FIG. 1 is a block diagram showing an embodiment of the transmitting section of the confidential communication device of the present invention, FIG. 2 is a block diagram showing an embodiment of the receiving section of the confidential communication device of the present invention, and FIG. 3 is similar to FIG. FIG. 3 is a diagram showing operational waveforms of the transmitting section of the private communication device shown in FIG. 2 and the receiving section of the private communication device shown in FIG. 2; 6... Synchronization signal generation circuit, 8... Phase inverter (first phase inverter), 12... Comparator, 18...

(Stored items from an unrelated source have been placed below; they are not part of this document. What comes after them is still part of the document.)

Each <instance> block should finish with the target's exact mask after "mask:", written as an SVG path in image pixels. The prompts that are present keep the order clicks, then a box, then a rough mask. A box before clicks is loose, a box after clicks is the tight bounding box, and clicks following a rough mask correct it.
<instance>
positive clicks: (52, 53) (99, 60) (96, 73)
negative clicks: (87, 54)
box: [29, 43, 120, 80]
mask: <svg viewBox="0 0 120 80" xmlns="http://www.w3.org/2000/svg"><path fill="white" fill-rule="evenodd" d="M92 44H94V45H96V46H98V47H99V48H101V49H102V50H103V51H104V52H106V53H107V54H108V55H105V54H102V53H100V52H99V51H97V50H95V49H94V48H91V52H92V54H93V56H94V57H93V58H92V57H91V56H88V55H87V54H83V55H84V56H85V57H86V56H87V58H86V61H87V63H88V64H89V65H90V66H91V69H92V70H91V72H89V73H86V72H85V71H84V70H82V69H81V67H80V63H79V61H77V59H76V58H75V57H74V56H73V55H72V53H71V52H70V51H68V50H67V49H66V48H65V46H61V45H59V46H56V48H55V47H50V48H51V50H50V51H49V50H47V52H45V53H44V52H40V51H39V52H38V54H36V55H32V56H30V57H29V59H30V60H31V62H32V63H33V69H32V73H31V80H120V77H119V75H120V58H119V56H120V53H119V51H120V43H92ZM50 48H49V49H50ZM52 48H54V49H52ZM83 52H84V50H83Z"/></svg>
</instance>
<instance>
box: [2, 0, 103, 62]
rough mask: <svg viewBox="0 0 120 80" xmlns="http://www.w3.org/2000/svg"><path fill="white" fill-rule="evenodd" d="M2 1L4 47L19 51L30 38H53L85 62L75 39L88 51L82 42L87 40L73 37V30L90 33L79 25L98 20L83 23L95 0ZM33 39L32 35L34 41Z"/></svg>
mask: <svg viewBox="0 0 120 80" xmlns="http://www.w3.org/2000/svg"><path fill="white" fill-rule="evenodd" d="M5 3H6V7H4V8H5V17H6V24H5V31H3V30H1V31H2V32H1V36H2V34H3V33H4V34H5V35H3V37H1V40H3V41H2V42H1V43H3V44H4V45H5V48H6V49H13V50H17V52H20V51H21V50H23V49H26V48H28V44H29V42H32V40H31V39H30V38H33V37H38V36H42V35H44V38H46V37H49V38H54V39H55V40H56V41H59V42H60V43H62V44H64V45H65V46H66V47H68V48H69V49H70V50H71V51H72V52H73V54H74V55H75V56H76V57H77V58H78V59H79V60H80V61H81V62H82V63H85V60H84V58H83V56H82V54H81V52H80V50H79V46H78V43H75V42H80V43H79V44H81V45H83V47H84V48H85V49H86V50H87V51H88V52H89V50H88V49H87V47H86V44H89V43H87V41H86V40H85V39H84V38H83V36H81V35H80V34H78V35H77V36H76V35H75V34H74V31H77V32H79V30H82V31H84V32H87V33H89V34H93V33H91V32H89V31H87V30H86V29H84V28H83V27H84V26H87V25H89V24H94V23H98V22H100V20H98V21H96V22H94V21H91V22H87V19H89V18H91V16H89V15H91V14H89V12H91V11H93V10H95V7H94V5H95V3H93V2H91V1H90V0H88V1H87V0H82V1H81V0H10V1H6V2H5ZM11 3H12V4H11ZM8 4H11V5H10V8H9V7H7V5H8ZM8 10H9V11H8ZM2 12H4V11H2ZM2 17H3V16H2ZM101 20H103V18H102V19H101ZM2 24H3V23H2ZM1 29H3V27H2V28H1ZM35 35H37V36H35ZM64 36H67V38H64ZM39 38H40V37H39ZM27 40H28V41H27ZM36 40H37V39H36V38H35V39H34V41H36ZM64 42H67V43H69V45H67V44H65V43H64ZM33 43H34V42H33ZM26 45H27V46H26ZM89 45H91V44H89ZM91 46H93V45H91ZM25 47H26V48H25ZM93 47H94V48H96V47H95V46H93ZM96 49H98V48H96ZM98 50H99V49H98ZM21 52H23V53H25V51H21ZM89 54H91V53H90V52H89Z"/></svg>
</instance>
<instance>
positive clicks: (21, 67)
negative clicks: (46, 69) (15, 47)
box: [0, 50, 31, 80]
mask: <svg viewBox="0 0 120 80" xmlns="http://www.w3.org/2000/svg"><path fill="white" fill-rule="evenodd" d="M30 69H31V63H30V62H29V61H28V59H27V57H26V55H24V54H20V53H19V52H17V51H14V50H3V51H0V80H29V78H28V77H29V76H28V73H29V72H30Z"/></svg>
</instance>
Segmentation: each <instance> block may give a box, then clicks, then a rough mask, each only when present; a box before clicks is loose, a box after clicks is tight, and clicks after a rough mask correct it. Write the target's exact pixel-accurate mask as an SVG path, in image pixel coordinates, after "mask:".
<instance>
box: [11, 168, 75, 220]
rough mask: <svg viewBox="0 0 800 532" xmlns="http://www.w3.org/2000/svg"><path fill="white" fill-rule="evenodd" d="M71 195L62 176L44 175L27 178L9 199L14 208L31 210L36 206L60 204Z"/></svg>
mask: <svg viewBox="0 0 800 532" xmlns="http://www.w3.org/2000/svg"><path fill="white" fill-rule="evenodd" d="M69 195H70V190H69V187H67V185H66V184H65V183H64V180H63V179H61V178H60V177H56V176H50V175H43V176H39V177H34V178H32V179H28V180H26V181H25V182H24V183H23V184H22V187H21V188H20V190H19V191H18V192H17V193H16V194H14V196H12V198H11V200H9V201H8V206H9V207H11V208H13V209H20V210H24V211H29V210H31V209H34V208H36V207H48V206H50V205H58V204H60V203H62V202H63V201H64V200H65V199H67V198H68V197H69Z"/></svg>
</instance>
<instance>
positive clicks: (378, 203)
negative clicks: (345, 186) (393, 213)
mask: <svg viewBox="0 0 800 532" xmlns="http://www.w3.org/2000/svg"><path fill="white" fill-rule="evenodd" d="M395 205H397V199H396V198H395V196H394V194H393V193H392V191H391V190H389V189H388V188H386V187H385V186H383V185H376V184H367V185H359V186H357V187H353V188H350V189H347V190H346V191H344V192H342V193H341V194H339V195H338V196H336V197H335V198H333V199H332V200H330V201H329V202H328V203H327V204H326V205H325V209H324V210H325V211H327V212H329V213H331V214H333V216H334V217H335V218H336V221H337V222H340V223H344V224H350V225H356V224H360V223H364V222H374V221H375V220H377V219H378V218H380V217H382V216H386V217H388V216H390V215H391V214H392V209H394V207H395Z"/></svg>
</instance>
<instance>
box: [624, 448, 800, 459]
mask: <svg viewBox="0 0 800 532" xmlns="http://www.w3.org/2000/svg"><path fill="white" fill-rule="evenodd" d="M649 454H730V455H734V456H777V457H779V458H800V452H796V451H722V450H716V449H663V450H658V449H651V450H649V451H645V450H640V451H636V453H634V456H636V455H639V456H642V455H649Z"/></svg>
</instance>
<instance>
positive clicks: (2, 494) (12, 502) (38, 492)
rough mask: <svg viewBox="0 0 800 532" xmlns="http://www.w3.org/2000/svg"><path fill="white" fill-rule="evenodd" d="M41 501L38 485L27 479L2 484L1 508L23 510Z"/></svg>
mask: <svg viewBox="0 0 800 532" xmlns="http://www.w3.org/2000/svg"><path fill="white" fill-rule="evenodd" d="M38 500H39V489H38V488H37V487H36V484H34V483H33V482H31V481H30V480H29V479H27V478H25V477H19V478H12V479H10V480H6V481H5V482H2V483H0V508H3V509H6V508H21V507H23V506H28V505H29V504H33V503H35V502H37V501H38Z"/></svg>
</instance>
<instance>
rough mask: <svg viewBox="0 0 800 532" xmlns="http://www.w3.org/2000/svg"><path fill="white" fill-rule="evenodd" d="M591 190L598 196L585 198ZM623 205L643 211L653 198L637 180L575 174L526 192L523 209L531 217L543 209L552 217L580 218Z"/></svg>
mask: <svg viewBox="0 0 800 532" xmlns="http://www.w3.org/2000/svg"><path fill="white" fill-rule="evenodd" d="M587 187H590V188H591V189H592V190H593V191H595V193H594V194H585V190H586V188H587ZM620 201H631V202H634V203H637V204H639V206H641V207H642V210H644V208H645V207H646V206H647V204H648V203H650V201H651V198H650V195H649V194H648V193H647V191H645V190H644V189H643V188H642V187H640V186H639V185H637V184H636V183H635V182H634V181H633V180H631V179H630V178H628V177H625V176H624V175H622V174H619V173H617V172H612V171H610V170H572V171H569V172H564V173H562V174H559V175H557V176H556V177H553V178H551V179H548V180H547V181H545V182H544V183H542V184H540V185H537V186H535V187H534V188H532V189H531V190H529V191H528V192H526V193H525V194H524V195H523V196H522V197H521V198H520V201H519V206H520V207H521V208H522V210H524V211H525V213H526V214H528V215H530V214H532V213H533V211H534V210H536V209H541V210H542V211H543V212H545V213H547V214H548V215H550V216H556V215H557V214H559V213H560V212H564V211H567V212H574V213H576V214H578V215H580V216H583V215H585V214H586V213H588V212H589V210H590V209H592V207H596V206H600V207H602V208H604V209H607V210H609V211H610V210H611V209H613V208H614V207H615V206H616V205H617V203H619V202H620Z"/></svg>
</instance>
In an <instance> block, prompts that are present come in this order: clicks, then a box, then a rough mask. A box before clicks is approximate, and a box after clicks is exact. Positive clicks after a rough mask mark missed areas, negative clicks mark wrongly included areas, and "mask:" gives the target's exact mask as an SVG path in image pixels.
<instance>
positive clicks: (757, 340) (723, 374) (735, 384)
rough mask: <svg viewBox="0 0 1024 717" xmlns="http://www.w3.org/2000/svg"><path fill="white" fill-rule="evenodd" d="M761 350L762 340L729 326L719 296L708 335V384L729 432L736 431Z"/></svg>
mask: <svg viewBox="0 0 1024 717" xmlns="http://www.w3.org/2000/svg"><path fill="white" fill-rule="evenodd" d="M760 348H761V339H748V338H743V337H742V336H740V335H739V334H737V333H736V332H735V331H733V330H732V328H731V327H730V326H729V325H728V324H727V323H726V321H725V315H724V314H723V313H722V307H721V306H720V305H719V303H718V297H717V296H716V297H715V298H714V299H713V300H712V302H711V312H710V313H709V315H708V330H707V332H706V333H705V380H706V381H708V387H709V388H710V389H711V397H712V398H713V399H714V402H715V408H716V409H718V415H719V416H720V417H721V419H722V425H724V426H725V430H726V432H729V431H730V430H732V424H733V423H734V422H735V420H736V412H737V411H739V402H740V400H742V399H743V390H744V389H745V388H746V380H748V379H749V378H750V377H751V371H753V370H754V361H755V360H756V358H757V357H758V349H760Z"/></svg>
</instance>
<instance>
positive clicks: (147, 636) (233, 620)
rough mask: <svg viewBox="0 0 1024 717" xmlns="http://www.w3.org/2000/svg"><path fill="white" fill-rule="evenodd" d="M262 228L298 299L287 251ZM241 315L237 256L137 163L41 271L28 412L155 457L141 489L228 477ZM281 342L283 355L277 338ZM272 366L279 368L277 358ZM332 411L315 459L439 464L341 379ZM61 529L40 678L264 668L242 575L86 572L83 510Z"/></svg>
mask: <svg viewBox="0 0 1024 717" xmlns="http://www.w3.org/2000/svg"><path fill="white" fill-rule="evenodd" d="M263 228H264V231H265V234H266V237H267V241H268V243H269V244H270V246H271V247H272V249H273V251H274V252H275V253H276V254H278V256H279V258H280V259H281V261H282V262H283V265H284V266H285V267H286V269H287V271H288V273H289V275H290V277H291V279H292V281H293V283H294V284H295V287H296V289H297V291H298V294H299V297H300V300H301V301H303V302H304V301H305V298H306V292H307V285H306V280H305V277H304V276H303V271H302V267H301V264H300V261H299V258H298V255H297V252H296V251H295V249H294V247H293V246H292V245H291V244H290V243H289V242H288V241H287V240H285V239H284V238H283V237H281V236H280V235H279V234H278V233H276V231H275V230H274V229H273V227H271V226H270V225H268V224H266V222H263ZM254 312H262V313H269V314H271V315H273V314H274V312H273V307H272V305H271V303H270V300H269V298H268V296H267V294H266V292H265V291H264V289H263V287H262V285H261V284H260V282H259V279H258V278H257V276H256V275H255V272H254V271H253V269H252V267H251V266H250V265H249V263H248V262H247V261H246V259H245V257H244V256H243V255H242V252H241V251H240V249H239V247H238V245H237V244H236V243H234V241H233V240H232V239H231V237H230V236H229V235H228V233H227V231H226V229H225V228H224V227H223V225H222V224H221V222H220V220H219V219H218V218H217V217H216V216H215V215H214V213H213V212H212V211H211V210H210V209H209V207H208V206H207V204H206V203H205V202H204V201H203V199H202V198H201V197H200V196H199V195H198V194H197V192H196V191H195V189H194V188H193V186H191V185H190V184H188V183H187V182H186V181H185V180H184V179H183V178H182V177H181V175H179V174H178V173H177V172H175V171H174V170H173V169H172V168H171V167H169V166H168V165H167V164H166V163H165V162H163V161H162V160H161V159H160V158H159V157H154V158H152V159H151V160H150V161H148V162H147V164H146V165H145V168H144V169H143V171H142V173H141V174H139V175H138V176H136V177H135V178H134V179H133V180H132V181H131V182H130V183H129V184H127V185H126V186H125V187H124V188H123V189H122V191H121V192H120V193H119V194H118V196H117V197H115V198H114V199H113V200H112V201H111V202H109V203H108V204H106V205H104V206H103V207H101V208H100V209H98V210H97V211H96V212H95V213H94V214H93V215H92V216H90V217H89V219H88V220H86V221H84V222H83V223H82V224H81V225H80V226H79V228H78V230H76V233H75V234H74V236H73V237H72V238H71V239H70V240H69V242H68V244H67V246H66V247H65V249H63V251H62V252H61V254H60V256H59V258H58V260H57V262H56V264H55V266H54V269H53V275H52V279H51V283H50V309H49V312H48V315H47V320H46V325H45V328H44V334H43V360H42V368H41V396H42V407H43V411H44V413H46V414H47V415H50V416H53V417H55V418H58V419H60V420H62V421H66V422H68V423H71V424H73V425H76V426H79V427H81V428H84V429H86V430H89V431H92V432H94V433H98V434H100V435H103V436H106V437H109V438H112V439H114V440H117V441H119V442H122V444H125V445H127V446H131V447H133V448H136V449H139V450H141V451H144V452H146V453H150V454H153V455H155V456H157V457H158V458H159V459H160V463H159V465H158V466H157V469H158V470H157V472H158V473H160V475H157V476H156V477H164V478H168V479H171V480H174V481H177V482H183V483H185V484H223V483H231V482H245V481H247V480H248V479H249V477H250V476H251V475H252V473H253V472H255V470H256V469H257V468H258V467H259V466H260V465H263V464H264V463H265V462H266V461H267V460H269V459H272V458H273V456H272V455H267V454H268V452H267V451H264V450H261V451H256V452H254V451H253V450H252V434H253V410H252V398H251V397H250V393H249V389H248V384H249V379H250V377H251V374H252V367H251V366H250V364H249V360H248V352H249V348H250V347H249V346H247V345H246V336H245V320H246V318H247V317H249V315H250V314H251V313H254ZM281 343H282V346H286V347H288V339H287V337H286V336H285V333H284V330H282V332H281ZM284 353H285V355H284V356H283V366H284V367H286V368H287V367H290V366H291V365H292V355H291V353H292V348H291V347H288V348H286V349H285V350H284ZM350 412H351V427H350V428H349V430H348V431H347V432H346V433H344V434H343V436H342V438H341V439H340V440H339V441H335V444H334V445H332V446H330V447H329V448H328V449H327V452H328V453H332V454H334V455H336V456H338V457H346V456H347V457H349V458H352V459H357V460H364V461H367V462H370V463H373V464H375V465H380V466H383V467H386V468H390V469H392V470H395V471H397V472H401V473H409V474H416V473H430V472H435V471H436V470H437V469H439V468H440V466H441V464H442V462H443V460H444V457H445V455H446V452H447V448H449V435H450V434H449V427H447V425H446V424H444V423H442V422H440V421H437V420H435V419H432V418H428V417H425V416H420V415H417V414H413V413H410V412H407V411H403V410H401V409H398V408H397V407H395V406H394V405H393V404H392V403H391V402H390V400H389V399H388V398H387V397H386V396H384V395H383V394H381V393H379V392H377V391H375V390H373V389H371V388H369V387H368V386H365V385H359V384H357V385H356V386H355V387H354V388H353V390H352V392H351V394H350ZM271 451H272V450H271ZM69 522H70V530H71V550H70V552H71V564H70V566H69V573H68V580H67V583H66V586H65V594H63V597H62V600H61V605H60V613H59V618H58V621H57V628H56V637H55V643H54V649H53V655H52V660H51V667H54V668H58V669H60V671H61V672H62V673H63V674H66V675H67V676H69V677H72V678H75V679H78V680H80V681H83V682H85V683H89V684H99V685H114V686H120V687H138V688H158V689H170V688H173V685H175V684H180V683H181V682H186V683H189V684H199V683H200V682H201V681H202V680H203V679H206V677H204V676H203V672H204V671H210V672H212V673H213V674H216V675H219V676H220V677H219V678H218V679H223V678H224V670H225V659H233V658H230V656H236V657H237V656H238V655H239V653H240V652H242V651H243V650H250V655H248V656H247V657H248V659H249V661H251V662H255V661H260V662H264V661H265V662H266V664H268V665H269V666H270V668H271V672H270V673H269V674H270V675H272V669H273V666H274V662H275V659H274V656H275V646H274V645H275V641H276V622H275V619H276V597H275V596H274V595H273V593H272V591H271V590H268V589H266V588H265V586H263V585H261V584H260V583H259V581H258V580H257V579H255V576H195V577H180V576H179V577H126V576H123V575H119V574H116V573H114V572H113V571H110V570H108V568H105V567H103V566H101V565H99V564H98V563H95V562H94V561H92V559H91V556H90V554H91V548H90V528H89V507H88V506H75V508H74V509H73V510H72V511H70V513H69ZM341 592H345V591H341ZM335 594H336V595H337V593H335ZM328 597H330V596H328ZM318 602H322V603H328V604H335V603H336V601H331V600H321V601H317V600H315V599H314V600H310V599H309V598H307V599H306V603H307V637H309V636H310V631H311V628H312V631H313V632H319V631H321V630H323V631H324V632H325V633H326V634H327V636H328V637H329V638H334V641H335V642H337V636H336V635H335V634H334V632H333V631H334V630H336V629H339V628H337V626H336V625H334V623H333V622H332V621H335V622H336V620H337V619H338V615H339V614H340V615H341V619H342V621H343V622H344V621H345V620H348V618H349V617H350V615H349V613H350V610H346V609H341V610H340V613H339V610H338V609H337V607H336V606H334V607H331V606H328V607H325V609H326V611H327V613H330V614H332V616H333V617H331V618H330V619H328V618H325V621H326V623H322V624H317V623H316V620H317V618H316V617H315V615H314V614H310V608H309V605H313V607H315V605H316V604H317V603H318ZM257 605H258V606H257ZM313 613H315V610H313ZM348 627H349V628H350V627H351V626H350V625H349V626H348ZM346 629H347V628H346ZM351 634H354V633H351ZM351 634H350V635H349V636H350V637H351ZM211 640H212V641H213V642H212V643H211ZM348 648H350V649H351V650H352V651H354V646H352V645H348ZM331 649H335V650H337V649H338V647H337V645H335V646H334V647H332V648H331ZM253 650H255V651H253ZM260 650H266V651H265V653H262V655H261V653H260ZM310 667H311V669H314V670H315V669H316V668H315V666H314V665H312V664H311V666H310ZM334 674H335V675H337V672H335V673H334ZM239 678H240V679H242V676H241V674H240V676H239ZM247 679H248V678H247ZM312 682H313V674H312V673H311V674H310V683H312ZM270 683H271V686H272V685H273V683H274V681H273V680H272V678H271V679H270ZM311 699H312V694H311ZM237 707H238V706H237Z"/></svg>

...T flip-flop circuit (first pulse generation circuit), 20...T flip-flop circuit (second pulse generation circuit), 22...AND circuit (logic circuit), 44...phase inverter (second phase inverter) means).

Claims (1)

[Claims] 1. A transmitting unit that selectively inverts the phase of an audio signal in synchronization with a synchronization signal and transmits an audio signal having a phase inversion section together with the synchronization signal, and a transmission unit that is synchronized with the received synchronization signal. and a reception unit that inverts the phase of the phase inversion section of the audio signal to reproduce the audio signal of normal phase, the transmission unit comprising: a comparator that compares the output with a reference level set within the range; a first pulse generating circuit that generates a first pulse according to the output of this comparator; a second pulse generating circuit that generates a second pulse in response to the first pulse; and forming the synchronization signal of two levels, high and low, with different high and low level times from the first and second pulses. The receiver includes: a logic circuit; and a first phase inverter that selectively inverts the phase of the audio signal at the high level time or the low level time of the synchronization signal; a second phase inversion means for inverting the phase of the phase inversion section of the audio signal in synchronization with the phase reversal period of the audio signal to reproduce the audio signal having a normal phase.